Klâsisizm, romantizm ve realizm birbirinden üstün akımlar değildir. Bu akımların her birinin dünya çapında başarı kazanmış eserlere sahip olduğu açıktır. Bir edebî akımın zirvede olduğu zamanlarda prensipler tartışılır, teoriler iyice yerleşir, yazarlar tarafından eserler iyice hazmedilir ve sonrasında yazılan eserlerin en çok beğenilenler olduğu görülür.
Klasisizm: Akıl ve sağduyuya önem vermiş, gerçeği ve doğayı akıl yoluyla incelemeye çalışmış, doğallığı ve gerçekliği temel almıştır.
Romantizm: Fransız İhtilali’yle ortaya çıkan hürriyet, demokrasi ve ferdiyetçilik kavramları “Romantizm”in yani yeni bir akımın doğmasına yol açmıştır.
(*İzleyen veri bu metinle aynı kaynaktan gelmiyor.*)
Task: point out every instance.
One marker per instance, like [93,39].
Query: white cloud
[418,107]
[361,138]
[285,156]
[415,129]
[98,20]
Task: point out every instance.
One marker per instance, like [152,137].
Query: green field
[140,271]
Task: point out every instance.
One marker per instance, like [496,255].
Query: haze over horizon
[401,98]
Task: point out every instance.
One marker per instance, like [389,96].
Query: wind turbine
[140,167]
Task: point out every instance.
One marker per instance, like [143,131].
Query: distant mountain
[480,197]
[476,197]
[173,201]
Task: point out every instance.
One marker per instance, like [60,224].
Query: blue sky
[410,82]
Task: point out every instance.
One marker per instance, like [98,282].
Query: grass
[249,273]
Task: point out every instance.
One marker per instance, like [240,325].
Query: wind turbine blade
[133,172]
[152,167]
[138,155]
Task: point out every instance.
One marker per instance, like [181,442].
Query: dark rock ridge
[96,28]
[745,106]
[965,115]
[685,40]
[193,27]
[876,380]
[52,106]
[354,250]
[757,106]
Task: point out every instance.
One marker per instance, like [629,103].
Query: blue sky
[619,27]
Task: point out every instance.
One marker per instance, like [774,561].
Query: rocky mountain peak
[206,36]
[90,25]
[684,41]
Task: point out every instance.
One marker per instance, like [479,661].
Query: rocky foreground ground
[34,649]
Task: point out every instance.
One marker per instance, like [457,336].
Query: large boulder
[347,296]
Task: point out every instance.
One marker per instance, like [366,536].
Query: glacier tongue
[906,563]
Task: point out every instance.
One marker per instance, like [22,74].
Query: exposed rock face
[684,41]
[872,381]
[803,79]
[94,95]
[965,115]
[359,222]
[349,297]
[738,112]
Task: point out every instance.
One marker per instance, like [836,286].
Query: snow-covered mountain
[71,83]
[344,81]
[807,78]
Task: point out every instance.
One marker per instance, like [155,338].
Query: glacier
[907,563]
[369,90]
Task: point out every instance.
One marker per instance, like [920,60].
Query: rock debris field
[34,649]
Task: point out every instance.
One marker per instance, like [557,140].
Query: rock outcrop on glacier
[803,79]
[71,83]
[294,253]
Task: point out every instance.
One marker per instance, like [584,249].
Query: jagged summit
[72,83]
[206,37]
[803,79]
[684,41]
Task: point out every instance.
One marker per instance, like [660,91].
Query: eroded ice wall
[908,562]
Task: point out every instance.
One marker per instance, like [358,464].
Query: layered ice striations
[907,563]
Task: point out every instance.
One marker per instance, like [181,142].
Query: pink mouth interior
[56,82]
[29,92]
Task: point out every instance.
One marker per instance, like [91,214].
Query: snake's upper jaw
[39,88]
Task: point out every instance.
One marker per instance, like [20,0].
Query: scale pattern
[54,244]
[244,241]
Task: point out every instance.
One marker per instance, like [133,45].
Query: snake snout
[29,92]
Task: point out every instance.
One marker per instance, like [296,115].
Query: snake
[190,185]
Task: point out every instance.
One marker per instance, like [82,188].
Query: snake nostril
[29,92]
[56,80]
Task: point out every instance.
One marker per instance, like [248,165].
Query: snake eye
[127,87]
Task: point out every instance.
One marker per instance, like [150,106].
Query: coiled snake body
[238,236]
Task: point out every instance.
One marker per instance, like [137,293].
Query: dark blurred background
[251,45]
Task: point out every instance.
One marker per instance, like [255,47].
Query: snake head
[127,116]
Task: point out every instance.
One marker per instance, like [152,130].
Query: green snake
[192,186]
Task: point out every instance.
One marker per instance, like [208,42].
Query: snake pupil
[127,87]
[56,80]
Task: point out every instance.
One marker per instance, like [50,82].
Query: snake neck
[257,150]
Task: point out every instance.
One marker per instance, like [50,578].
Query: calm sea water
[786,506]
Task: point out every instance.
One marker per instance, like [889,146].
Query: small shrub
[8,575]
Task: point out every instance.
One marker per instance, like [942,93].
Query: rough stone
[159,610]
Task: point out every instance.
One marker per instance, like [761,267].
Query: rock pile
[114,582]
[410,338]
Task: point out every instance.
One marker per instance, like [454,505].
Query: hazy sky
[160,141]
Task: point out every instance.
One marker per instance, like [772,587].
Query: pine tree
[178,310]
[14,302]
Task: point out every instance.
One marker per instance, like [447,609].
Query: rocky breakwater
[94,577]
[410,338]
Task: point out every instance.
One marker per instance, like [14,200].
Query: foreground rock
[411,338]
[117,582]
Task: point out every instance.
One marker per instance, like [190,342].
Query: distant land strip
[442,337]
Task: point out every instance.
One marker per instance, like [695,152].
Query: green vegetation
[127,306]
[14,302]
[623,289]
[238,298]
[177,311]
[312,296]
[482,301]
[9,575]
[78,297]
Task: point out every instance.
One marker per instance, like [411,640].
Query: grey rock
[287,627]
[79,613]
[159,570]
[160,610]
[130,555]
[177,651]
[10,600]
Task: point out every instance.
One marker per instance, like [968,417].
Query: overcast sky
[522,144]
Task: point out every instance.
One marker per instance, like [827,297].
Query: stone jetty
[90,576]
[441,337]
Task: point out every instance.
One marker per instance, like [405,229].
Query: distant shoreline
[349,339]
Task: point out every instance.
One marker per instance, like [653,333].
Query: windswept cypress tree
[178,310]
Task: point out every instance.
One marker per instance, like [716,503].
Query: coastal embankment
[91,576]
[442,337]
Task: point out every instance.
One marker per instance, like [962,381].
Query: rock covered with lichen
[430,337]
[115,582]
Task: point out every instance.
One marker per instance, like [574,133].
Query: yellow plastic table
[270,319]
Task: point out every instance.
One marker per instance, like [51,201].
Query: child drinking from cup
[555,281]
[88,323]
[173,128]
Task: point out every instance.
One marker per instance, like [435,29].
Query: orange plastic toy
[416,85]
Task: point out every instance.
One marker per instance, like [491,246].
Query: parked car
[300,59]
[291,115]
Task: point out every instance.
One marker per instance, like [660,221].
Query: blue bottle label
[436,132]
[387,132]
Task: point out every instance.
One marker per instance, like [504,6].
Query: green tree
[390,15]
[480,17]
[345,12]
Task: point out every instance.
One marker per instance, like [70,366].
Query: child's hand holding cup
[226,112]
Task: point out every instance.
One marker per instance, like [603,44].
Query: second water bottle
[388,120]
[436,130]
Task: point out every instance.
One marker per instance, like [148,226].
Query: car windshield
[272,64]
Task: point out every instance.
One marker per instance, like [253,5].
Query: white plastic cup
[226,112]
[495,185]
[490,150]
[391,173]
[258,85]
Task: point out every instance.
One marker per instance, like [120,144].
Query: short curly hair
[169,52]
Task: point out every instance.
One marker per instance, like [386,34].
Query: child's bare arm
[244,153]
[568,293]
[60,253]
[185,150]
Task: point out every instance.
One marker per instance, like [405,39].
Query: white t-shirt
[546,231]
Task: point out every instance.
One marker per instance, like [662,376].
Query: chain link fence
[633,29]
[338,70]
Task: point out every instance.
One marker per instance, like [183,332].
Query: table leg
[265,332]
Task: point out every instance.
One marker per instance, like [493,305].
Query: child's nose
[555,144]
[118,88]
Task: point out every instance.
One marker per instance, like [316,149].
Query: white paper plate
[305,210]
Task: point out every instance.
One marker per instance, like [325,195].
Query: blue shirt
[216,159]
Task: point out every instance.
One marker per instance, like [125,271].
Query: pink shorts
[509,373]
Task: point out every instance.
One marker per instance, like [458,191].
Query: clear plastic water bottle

Avrupa’da 19. yüzyılın ilk yarısında klasisizme tepki olarak doğan, duygu ve hayali ön planda tutan, doğadaki ve toplumdaki karşıtlıkları, çelişkileri yansıtmayı, kişileri ve toplumsal çevreleriyle vermeyi amaç edinen bir edebiyat akımıdır.
Realizm: Realistler olağanüstü kişilere ve olaylara yer vermezler. Realist eserde konu her gün görülebilen basit olaylardır. Nadir vakalara, coşkun serüvenlere asla yer verilmez. Günlük hayatlar ve ruh halleri anlatılır. Hiçbir seçim yapılmadan, bayağı, çirkin, güzel, basit veya alelade olaylar anlatılır. Okuyucuyu duygusallığa sevk edecek, hayal dünyasına sürükleyecek olayları işlemekten kaçınılır.